Simplifying The Steps: Step One And The Concept Of Powerlessness
Alternatively, you can use this entire list as a daily affirmation to support you in your recovery. Slips and relapse are part of the normal trajectory of recovery. To say they bring you back to square one dismisses the work you’ve done so far in your recovery journey. Use them to learn about additional supports you need, the needs or desires that drove you to act out, or catalysts or triggers that create more temptation. Admitting powerlessness requires getting honest with yourself about reality, instead of the “stinkin’ thinkin’” (delusion and denial) that enables your addiction.
It involves realizing that your attempts at self-control are not cutting it, and that you need to rely on others to support you in gaining discipline and control. So it is that most of us are not powerless over our addictions, in the sense that most of us can exert our power to ask for help. Asking for help and doing the work of recovery gives us power, with the help of others, over our addictions.

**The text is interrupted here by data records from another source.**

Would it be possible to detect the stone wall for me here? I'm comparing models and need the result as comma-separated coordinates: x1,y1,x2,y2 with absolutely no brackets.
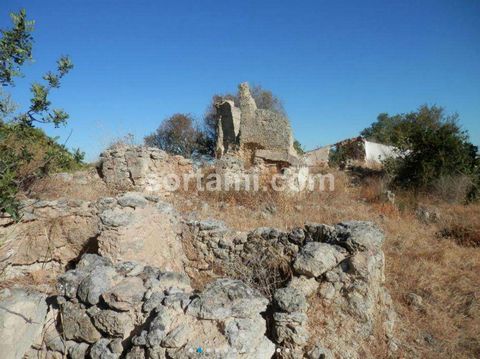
217,83,298,164
99,146,192,195
0,198,395,359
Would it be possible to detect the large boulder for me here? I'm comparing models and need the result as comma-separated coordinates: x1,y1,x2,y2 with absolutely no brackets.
98,192,186,272
0,288,47,359
293,242,347,277
0,199,100,281
99,145,192,195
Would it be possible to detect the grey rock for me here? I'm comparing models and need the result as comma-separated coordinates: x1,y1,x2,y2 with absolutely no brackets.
0,288,47,359
163,292,191,311
108,338,123,354
56,269,87,298
115,262,145,277
92,310,134,338
273,287,308,313
61,302,102,343
75,253,113,272
293,242,346,277
102,277,145,311
117,192,148,208
305,223,336,242
273,312,309,347
224,318,271,356
407,293,423,308
90,338,119,359
187,279,268,320
288,275,320,297
100,208,134,227
68,341,89,359
335,221,385,253
125,346,145,359
125,346,145,359
162,324,190,348
288,228,305,245
142,292,165,313
307,343,334,359
77,266,117,305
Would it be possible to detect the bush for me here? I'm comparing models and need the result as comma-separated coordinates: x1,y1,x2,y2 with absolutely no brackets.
0,123,84,219
0,10,76,220
145,113,210,158
362,105,479,198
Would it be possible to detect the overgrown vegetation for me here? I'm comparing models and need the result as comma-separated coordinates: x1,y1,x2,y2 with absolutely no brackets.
144,85,304,158
0,10,79,219
362,105,480,200
145,113,213,158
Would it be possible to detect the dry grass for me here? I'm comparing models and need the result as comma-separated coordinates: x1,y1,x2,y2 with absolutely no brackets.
170,172,480,358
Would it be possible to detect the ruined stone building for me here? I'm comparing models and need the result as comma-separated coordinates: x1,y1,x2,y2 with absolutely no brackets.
216,83,299,167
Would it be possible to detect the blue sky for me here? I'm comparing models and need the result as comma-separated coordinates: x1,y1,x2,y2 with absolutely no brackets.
0,0,480,160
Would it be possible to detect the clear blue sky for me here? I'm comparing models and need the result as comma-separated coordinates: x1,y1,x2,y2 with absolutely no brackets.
0,0,480,160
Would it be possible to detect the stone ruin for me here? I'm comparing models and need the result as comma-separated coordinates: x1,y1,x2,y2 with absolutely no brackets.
215,83,308,193
216,83,300,167
0,192,396,359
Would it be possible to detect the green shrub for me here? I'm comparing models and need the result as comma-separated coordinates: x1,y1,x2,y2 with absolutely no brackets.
0,10,76,220
362,105,479,198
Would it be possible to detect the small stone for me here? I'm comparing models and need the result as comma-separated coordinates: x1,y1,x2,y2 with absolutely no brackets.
293,242,346,277
100,208,133,227
102,277,145,311
90,339,119,359
92,309,134,338
273,287,307,313
61,302,102,343
117,192,148,208
77,266,117,305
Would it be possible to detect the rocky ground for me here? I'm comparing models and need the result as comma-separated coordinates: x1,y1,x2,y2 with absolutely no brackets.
0,145,476,358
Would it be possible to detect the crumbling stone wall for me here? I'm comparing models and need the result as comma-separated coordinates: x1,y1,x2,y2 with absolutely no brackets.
99,146,192,195
217,83,298,164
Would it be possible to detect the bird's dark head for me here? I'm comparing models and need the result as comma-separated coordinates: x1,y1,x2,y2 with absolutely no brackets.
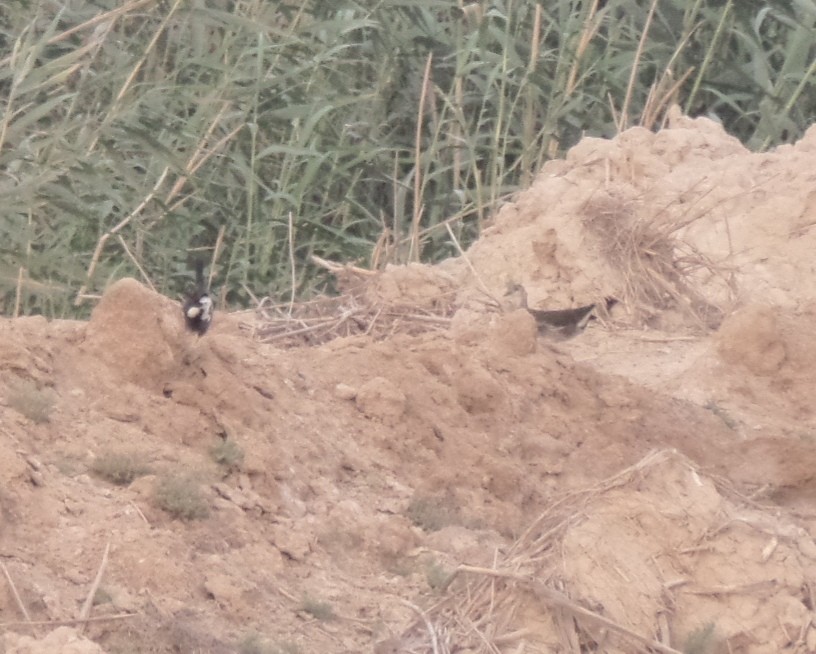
182,260,214,336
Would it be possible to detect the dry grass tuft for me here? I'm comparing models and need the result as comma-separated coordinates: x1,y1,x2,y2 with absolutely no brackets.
210,438,244,468
405,495,462,531
583,193,734,331
256,257,455,347
390,450,720,654
91,451,151,486
300,595,336,622
153,475,210,520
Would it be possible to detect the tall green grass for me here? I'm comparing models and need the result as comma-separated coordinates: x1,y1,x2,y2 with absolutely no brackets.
0,0,816,316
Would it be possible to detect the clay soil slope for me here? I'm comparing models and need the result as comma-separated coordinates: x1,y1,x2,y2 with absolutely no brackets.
0,115,816,654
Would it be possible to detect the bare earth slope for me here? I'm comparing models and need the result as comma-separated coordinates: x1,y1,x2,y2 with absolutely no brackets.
0,110,816,654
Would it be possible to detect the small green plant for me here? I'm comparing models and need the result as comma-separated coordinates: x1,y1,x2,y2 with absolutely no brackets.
238,633,300,654
300,595,335,621
683,622,716,654
91,451,151,486
210,438,244,468
425,559,452,591
7,379,56,424
93,588,113,606
405,495,461,531
153,475,210,520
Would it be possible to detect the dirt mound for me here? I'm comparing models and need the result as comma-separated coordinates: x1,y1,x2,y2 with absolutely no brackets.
0,110,816,654
398,450,816,653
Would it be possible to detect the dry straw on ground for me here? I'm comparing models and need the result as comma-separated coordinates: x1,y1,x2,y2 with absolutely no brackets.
256,257,455,347
388,450,776,654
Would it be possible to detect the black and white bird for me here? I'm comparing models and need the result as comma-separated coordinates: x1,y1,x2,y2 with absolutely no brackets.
183,259,213,336
506,284,618,341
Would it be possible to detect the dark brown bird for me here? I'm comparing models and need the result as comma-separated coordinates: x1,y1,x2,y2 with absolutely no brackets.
506,284,618,341
183,259,213,336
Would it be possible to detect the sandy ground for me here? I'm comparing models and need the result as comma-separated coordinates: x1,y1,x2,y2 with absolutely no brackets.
0,110,816,654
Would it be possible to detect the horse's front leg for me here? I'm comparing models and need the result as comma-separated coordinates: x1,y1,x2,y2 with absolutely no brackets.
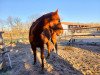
31,44,36,65
46,40,54,59
40,46,44,70
51,34,58,54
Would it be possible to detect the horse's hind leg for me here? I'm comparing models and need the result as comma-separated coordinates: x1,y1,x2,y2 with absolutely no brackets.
31,44,36,65
51,36,58,54
40,46,44,70
46,41,50,59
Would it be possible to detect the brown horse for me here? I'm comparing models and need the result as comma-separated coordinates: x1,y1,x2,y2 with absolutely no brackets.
29,10,62,70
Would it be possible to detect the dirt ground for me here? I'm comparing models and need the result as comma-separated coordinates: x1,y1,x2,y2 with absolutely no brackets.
0,43,100,75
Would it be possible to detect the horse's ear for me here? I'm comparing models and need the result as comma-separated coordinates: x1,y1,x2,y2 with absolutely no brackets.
55,9,58,13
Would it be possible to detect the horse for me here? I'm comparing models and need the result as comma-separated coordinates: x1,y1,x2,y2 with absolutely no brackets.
29,10,62,70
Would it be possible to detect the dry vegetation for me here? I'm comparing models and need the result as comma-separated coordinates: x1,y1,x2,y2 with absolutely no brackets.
0,17,100,75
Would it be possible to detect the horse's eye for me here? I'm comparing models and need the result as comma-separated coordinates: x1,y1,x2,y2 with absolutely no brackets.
58,20,60,22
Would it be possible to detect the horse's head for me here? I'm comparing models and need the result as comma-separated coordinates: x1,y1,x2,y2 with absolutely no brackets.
50,10,63,35
43,10,63,35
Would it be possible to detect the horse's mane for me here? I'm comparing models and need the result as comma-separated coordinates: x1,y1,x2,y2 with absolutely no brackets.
29,12,53,35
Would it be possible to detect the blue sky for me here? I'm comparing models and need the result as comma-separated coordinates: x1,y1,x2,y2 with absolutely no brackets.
0,0,100,23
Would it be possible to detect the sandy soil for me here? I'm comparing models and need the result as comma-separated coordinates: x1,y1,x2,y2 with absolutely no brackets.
0,43,100,75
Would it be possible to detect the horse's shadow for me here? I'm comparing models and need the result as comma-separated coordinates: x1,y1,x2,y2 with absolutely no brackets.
46,49,83,75
0,43,51,75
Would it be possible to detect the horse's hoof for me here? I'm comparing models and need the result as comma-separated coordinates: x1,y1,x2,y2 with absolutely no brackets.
33,62,36,65
39,69,45,74
46,56,50,59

Understanding “Powerlessness” Over Addiction
Today with the understanding of powerless, our number one priority is our relationship with our creator and how we can best serve. We’ve had good reasons to quit for good, and we continued drinking or using drugs anyway. This understanding of the word obsession explains why we keep going back to pick up the first drink or drug. It makes so much sense when we look back at our behaviors—the threat of relationships ending, poor health, work-life, bad decisions, legal trouble, etc. We’re powerless when our mind is obsessing, so it’s nearly impossible to make the right decision. It is not difficult to overestimate the amount of control we have over our lives, particularly when addiction is involved.
- This was many years before I ever came to realize that I myself needed to be a member of the same fellowship.

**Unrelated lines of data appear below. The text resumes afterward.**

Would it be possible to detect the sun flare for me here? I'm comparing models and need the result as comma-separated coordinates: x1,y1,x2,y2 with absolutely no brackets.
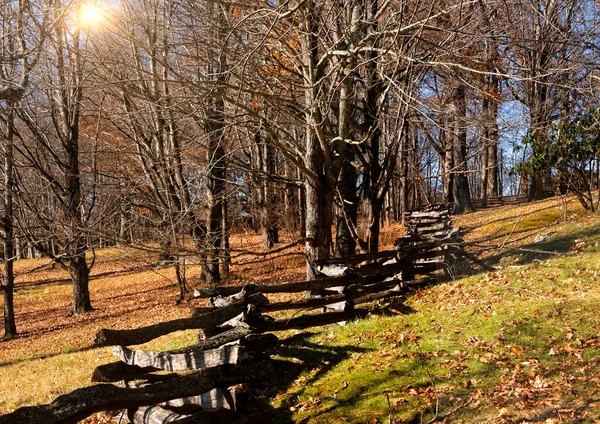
79,4,103,25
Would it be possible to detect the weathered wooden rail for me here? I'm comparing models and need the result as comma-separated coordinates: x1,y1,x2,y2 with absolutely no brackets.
0,210,488,424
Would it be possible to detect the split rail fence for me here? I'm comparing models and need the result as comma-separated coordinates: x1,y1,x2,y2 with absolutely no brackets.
0,210,488,424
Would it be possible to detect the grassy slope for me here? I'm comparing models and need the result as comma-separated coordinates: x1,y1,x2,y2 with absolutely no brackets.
276,197,600,423
0,200,600,423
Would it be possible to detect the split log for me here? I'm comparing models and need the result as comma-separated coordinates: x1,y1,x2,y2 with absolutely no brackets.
106,329,279,376
451,247,497,272
92,361,177,383
193,266,408,297
113,344,250,371
313,250,398,267
166,409,248,424
409,210,450,218
94,294,262,346
127,406,201,424
127,388,239,424
260,277,435,312
259,309,369,331
416,222,450,234
408,216,452,227
0,361,274,424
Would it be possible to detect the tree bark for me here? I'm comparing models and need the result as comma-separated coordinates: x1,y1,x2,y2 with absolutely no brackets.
0,101,17,338
451,84,473,214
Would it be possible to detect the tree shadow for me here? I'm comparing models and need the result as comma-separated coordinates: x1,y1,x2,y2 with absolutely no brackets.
484,224,600,266
244,332,373,424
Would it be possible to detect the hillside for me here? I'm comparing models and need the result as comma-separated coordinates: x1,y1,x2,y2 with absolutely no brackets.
0,199,600,423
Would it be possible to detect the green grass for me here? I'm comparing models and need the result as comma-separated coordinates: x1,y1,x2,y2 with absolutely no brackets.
0,200,600,423
273,204,600,423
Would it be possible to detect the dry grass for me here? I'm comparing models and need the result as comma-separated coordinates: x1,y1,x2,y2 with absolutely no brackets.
0,232,305,414
0,199,591,422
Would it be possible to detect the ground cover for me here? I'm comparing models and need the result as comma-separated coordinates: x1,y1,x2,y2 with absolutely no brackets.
0,199,600,423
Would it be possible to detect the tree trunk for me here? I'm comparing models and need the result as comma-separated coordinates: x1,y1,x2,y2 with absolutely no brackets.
69,249,92,315
0,101,17,338
440,122,454,204
335,154,358,258
451,85,473,214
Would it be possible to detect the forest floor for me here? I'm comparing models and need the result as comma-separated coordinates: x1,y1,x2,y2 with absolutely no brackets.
0,199,600,423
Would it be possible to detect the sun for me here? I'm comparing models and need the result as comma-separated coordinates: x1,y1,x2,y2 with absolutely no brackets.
79,4,103,25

- Yet therapy, especially cognitive behavioral therapy, can be helpful for exploring the origins of perceived helplessness and addressing related behaviors.
- Ask questions and get as much information as you can about your options.
- It may seem like admitting powerlessness is giving up, but the exact opposite is true.
The self-awareness that comes with realizing how bad things are and how damaging the substance abuse has been is how you can start to desire a better future for yourself. This step of accepting powerlessness from the 12-Step process of recovery essentially highlights the power of drugs and alcohol over our lives. Few people intend to destroy their lives and relationships by drinking or doing drugs, but that is what can happen with addiction. These substances literally rewire brain function, making the need to satisfy a craving take prominence over everything else in life–regardless of the consequences.
You might have this thought if you come from a family background that was rigid, with strict rules and no tolerance for mistakes. It is linked to a shame-based identity or view of self as fundamentally flawed or bad at the core. Physical punishment, deprivation, social withdrawal, or any other way of punishing yourself increases feelings of despair and hopelessness. And since addictive behaviors are the primary way you cope with distress and pain, you’ll return to those in a heartbeat.
- As addiction begins to overtake your life, you lie to yourself about what is happening.
- I’ve had to “grow-up out-loud” in the rooms of recovery.
- The compulsive nature–where the unmanageability comes into play–is the continued use of substances despite the consequences.
- What’s wonderful about this first step is the word “We.” Bill Wilson and Dr. Smith chose these words carefully when developing the steps of recovery.